| name | disk-monitor |
| description | Use when the user asks to check disk status, report on hard disk health, temperature, or SMART data, or when performing routine server maintenance. |
Disk Monitor
Overview
This skill provides tools and guidelines for checking the health status of hard drives across the infrastructure using SMART data. It generates human-readable reports and helps identify disks that need replacement or monitoring.
When to Use
- User asks about server disk health, temperature, or SMART data.
- Performing routine server maintenance checks.
- Investigating system performance issues that might be caused by failing disks.
Checking Disk Health
To check the current health of all disks, execute the included script. Because your working directory may vary, you should use the absolute path to the script:
python3 ./scripts/disk-health-check.py
(Run from within the skill directory, or use the absolute path scripts/disk-health-check.py relative to this skill)
Automation & AI Processing
To export structured tabular data containing pure integer measurements (ideal for AI parsing, parsing loops, or monitoring stacks like Zabbix/Prometheus), add the --csv flag:
python3 ./scripts/disk-health-check.py --csv
Understanding the Output
The script outputs a formatted table containing:
- 主机 (Host): The machine hosting the drive.
- 型号 (Model): The specific model of the drive.
- 温度 (Temperature): Current operating temperature. High temperatures (>50°C) will trigger warnings.
- 运行时间 (Power On Hours): Total time the drive has been active.
- 寿命 (Wearout/Percentage Used): For SSDs, this indicates the remaining lifespan.
- 更新时间 (Update Time): The last time SMART data was collected. Ensure this is recent to guarantee accuracy.
- 风险 (Risk):
- 🔴 Critical: Immediate attention needed (High temp, end of life).
- 🟡 Warning: Monitor closely (Elevated temp, long run time, low remaining life).
- 🟢 Normal: Healthy.
Advanced: Scrutiny APIs (Historical Data & Monitoring)
When the user asks for historical data, trend analysis, or raw monitoring data beyond the CLI script, you can directly query the underlying Scrutiny APIs. The default host is typically https://smart.pve.icu.

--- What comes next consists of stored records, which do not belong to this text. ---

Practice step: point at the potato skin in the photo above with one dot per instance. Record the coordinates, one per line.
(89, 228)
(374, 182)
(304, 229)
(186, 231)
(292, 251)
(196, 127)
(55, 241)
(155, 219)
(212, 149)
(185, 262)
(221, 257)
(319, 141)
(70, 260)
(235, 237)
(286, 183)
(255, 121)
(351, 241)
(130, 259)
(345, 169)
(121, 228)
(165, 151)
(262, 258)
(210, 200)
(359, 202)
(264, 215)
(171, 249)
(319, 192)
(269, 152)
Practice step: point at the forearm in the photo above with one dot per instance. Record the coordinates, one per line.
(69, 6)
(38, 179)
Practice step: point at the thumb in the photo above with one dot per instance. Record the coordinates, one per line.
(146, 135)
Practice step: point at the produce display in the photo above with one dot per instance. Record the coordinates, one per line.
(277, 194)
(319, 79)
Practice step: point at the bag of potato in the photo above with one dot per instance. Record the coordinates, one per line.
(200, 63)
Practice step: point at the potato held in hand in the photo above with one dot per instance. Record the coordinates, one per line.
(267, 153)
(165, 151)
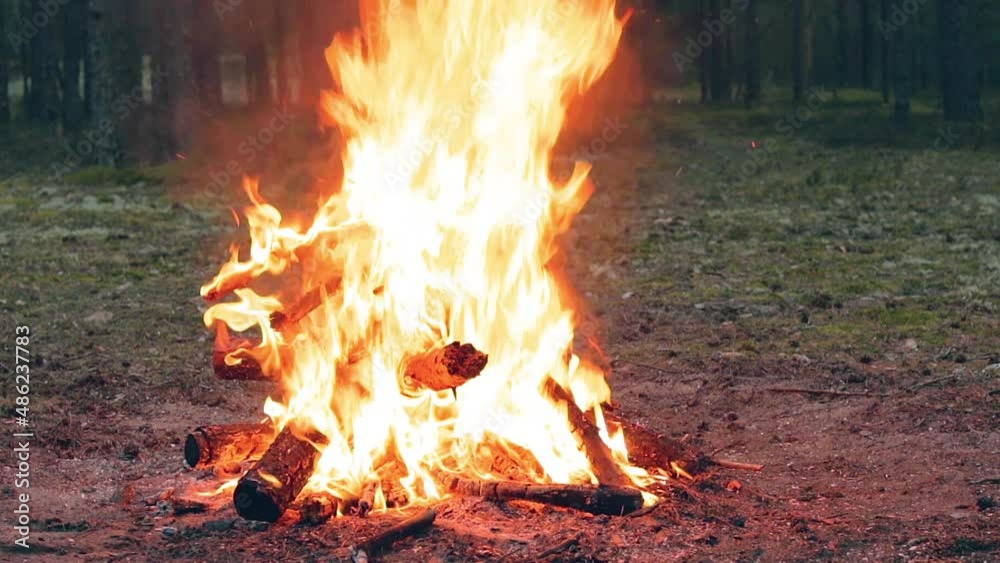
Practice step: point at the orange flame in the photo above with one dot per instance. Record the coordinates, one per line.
(450, 110)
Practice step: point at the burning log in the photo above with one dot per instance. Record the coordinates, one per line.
(652, 450)
(273, 483)
(605, 468)
(447, 367)
(366, 502)
(595, 499)
(383, 540)
(209, 445)
(281, 320)
(247, 370)
(229, 285)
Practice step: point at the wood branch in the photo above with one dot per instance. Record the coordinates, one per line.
(595, 499)
(309, 302)
(248, 369)
(651, 450)
(229, 285)
(804, 391)
(602, 463)
(738, 465)
(206, 446)
(273, 483)
(383, 540)
(318, 508)
(447, 367)
(561, 546)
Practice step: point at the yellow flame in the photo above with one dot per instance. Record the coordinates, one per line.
(450, 110)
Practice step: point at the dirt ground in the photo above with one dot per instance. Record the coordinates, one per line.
(721, 306)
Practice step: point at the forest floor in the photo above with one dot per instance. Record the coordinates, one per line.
(853, 261)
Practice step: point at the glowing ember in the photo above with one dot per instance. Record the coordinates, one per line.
(450, 111)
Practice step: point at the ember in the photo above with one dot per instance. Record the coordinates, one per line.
(426, 346)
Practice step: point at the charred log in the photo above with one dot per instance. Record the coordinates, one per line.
(603, 464)
(268, 489)
(209, 445)
(595, 499)
(366, 502)
(291, 315)
(447, 367)
(383, 540)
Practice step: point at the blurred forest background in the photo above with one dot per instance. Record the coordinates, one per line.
(150, 82)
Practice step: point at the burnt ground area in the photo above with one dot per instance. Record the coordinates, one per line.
(868, 271)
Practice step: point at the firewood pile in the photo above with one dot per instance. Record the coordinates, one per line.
(282, 462)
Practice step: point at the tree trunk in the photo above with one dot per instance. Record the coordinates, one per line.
(884, 16)
(902, 79)
(315, 34)
(205, 66)
(843, 43)
(717, 75)
(752, 95)
(258, 70)
(74, 48)
(798, 80)
(703, 60)
(866, 43)
(174, 93)
(961, 66)
(101, 76)
(44, 102)
(281, 34)
(4, 78)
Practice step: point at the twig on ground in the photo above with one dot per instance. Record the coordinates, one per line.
(647, 366)
(738, 465)
(932, 382)
(831, 393)
(561, 546)
(383, 540)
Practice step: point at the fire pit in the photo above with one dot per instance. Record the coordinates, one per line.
(419, 343)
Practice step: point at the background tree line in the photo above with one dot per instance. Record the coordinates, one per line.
(142, 77)
(735, 49)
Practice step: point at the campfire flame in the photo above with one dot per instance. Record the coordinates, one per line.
(450, 110)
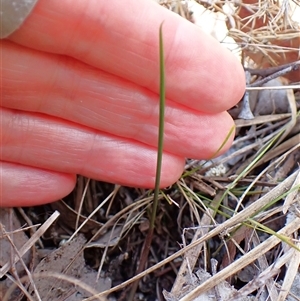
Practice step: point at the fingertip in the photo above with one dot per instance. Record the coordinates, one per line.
(28, 186)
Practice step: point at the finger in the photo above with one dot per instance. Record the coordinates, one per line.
(200, 73)
(27, 186)
(74, 91)
(49, 143)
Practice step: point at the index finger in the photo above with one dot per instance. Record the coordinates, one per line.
(121, 37)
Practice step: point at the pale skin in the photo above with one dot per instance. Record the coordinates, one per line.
(80, 94)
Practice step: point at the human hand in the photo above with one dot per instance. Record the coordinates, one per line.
(79, 95)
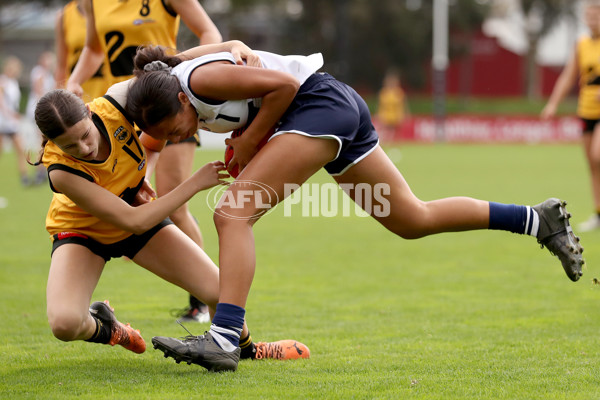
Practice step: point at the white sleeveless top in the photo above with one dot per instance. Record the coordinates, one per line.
(224, 116)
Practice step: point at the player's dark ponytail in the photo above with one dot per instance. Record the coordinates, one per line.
(153, 96)
(55, 112)
(148, 54)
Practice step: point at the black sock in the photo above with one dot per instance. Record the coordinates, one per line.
(102, 334)
(248, 350)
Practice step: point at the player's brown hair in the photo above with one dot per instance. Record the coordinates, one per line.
(153, 95)
(55, 112)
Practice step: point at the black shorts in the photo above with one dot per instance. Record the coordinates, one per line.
(128, 247)
(589, 125)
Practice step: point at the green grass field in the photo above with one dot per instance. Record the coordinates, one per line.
(478, 315)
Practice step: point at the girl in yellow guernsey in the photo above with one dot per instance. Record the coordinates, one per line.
(115, 29)
(101, 209)
(70, 41)
(585, 64)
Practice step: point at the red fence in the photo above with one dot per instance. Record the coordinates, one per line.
(473, 129)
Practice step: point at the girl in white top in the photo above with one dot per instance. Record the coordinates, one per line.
(319, 122)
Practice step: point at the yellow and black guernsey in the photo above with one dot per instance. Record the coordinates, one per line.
(122, 26)
(122, 173)
(73, 27)
(588, 60)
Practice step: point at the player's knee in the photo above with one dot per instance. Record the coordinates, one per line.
(180, 215)
(226, 218)
(65, 327)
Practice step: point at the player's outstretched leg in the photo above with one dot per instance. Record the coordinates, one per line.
(121, 334)
(201, 350)
(556, 234)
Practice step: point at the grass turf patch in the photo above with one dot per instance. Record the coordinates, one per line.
(484, 315)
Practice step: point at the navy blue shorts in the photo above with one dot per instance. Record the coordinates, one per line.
(127, 247)
(329, 109)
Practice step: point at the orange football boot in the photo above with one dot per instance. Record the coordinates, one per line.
(282, 350)
(121, 334)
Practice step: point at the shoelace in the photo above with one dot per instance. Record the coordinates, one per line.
(269, 350)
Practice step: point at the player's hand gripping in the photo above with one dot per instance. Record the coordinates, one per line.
(243, 151)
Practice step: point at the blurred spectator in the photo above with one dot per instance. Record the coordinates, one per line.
(585, 64)
(392, 106)
(41, 81)
(10, 100)
(69, 36)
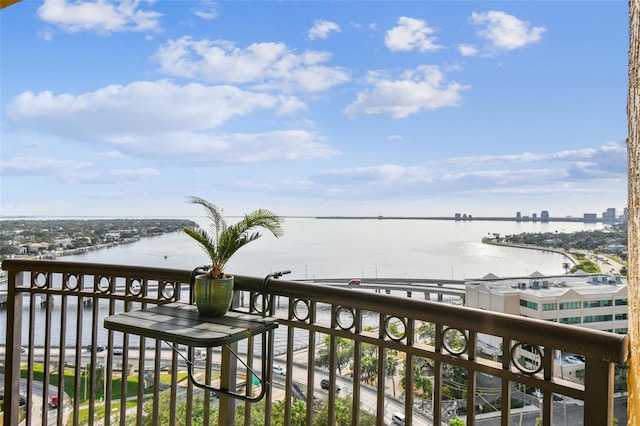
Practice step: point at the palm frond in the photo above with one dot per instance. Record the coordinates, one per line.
(214, 213)
(225, 240)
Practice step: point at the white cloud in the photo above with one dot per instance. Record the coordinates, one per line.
(606, 151)
(372, 174)
(100, 16)
(111, 154)
(209, 149)
(467, 50)
(411, 34)
(504, 31)
(207, 9)
(41, 166)
(422, 89)
(322, 28)
(163, 121)
(140, 107)
(268, 66)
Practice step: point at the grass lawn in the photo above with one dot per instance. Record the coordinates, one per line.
(116, 383)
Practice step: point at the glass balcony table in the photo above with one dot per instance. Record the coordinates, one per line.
(180, 323)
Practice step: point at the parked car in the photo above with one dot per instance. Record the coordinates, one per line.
(573, 359)
(278, 369)
(324, 384)
(398, 419)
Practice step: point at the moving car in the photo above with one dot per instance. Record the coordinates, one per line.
(324, 384)
(398, 419)
(278, 369)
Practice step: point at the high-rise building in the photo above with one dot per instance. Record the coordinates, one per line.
(544, 216)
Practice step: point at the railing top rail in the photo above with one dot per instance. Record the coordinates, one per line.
(591, 343)
(167, 274)
(609, 347)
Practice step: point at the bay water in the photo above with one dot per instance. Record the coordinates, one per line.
(360, 248)
(345, 249)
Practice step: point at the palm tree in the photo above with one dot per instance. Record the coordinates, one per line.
(221, 241)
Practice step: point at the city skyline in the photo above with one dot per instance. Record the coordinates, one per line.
(315, 108)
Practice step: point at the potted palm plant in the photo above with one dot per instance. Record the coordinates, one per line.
(213, 290)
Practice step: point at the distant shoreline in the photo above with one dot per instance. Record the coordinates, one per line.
(486, 218)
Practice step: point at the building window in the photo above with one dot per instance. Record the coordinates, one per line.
(597, 303)
(530, 305)
(598, 318)
(570, 305)
(570, 320)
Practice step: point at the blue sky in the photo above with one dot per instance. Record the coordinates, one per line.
(419, 108)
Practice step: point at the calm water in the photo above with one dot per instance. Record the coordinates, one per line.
(327, 248)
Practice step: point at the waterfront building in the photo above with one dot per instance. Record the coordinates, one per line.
(595, 301)
(609, 216)
(544, 216)
(590, 217)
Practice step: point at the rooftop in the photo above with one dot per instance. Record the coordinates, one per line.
(540, 285)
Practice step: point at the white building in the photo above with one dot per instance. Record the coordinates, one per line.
(596, 301)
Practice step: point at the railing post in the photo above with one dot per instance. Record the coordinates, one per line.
(598, 381)
(12, 354)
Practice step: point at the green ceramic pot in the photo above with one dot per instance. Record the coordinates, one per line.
(213, 296)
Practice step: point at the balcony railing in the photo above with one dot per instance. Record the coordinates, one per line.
(381, 355)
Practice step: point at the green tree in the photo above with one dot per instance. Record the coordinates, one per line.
(391, 367)
(344, 352)
(222, 241)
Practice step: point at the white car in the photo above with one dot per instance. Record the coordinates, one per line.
(278, 369)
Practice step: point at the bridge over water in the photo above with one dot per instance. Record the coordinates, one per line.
(426, 286)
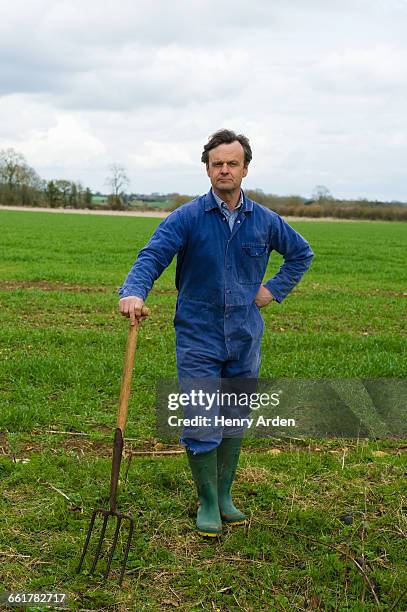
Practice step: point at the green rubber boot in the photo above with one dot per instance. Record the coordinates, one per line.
(205, 472)
(228, 457)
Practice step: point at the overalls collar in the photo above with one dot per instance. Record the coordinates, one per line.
(210, 203)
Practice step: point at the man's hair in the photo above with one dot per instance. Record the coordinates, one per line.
(227, 137)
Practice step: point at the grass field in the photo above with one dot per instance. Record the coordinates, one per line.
(61, 347)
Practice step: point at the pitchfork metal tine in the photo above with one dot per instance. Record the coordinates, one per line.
(88, 534)
(118, 444)
(127, 549)
(113, 547)
(101, 538)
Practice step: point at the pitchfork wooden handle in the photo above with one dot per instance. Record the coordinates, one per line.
(127, 371)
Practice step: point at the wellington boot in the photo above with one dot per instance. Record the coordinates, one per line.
(228, 456)
(205, 473)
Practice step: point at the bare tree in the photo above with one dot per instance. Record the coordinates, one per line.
(15, 172)
(320, 192)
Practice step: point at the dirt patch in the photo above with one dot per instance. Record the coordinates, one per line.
(48, 286)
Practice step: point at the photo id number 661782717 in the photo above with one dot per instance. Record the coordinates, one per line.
(22, 599)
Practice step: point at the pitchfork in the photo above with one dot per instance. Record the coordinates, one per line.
(116, 460)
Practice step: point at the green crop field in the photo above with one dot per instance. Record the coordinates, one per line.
(328, 520)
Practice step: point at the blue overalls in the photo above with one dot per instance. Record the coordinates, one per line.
(218, 326)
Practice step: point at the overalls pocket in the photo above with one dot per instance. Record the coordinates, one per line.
(253, 262)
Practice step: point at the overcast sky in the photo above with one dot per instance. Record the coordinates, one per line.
(318, 86)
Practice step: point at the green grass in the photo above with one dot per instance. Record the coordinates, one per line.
(61, 350)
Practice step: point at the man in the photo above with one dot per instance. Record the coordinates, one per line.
(223, 241)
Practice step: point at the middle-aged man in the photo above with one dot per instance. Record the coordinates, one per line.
(223, 241)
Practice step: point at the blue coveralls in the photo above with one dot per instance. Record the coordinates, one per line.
(218, 326)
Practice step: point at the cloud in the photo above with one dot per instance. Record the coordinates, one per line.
(319, 88)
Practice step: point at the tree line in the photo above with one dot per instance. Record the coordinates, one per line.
(20, 185)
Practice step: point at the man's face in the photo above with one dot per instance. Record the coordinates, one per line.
(226, 167)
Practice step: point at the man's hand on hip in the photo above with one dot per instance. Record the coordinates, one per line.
(263, 297)
(131, 307)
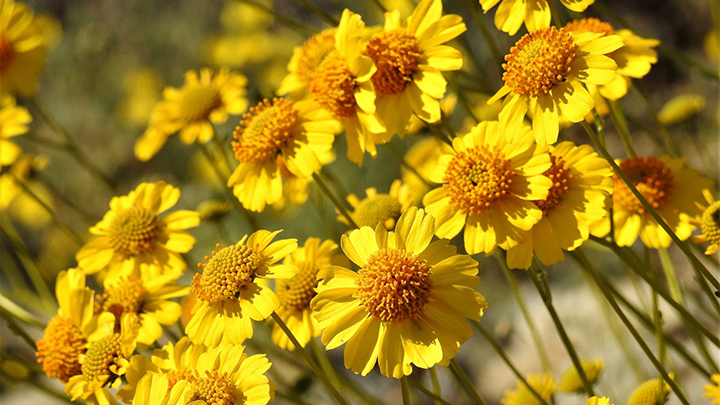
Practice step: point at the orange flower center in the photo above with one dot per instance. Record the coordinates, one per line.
(394, 285)
(297, 292)
(396, 56)
(477, 178)
(560, 176)
(312, 54)
(128, 295)
(198, 102)
(226, 273)
(333, 86)
(134, 230)
(101, 355)
(264, 131)
(7, 53)
(60, 348)
(538, 61)
(650, 176)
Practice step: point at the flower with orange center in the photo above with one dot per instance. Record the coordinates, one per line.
(407, 304)
(342, 85)
(634, 59)
(545, 72)
(276, 136)
(409, 58)
(132, 233)
(191, 111)
(489, 184)
(229, 295)
(581, 183)
(670, 188)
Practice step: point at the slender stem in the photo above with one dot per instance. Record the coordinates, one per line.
(315, 368)
(465, 382)
(334, 200)
(547, 300)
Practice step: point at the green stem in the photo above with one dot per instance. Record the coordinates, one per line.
(315, 368)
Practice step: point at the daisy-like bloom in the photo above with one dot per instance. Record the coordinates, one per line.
(570, 380)
(66, 335)
(105, 362)
(204, 99)
(406, 305)
(669, 187)
(14, 121)
(147, 295)
(377, 208)
(489, 183)
(278, 135)
(342, 84)
(229, 296)
(543, 385)
(132, 233)
(634, 59)
(712, 391)
(581, 182)
(23, 47)
(296, 293)
(709, 223)
(221, 376)
(649, 392)
(545, 72)
(409, 58)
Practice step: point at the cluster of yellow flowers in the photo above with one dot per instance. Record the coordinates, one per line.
(403, 291)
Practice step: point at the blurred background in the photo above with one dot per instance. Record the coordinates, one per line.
(113, 59)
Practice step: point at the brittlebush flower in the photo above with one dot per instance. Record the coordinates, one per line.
(278, 135)
(409, 58)
(205, 99)
(669, 187)
(296, 293)
(229, 295)
(581, 183)
(377, 208)
(23, 47)
(133, 233)
(342, 84)
(545, 72)
(634, 59)
(406, 305)
(490, 170)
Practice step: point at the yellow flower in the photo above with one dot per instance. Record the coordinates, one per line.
(407, 304)
(511, 14)
(229, 296)
(545, 72)
(132, 233)
(294, 133)
(377, 208)
(342, 84)
(713, 391)
(581, 183)
(147, 295)
(570, 380)
(409, 58)
(543, 385)
(296, 293)
(105, 362)
(14, 121)
(23, 46)
(669, 187)
(205, 99)
(634, 58)
(709, 223)
(491, 170)
(651, 392)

| Endpoint | Method | Purpose & Data Structure |
|---|
/api/device/{wwn}/details | GET | Historical Data: Best for building temperature/wearout trend charts. Returns data.device (metadata) and data.smart_results (an array of historical SMART snapshots including date, temp, power_on_hours, and attrs). |
/api/summary | GET | Global Snapshot: Returns a lightweight dictionary (data.summary) containing the latest status of all monitored disks. Used by the disk-health-check script. |
/api/health | GET | Service Health: Returns status of internal components (influxdb, sqlite, frontend). Useful for testing if the monitoring system itself is down. |
Example Automation Flow for Trending:
- Fetch
/api/summary to get all WWN keys.
- Loop through WWNs and fetch
/api/device/{wwn}/details.
- Extract
data.smart_results[].date and data.smart_results[].temp (or any attribute from attrs) to build a time-series dataset.
Reporting Guidelines
When reporting disk health to a user, follow these principles:
- Highlight the Critical: Always lead with the 🔴 Red and 🟡 Yellow alerts. Don't bury them in a wall of text.
- Context is Key: If a disk has a high temperature but is 100% healthy otherwise, suggest checking the cooling/fans.
- Verify Data Freshness: Pay close attention to the
更新时间 (Update Time). If a failing disk's data hasn't updated in weeks, explicitly point out that the data is stale and the disk might already be dead.
- Actionable Advice: Provide clear recommendations (e.g., "Schedule replacement", "Check ventilation").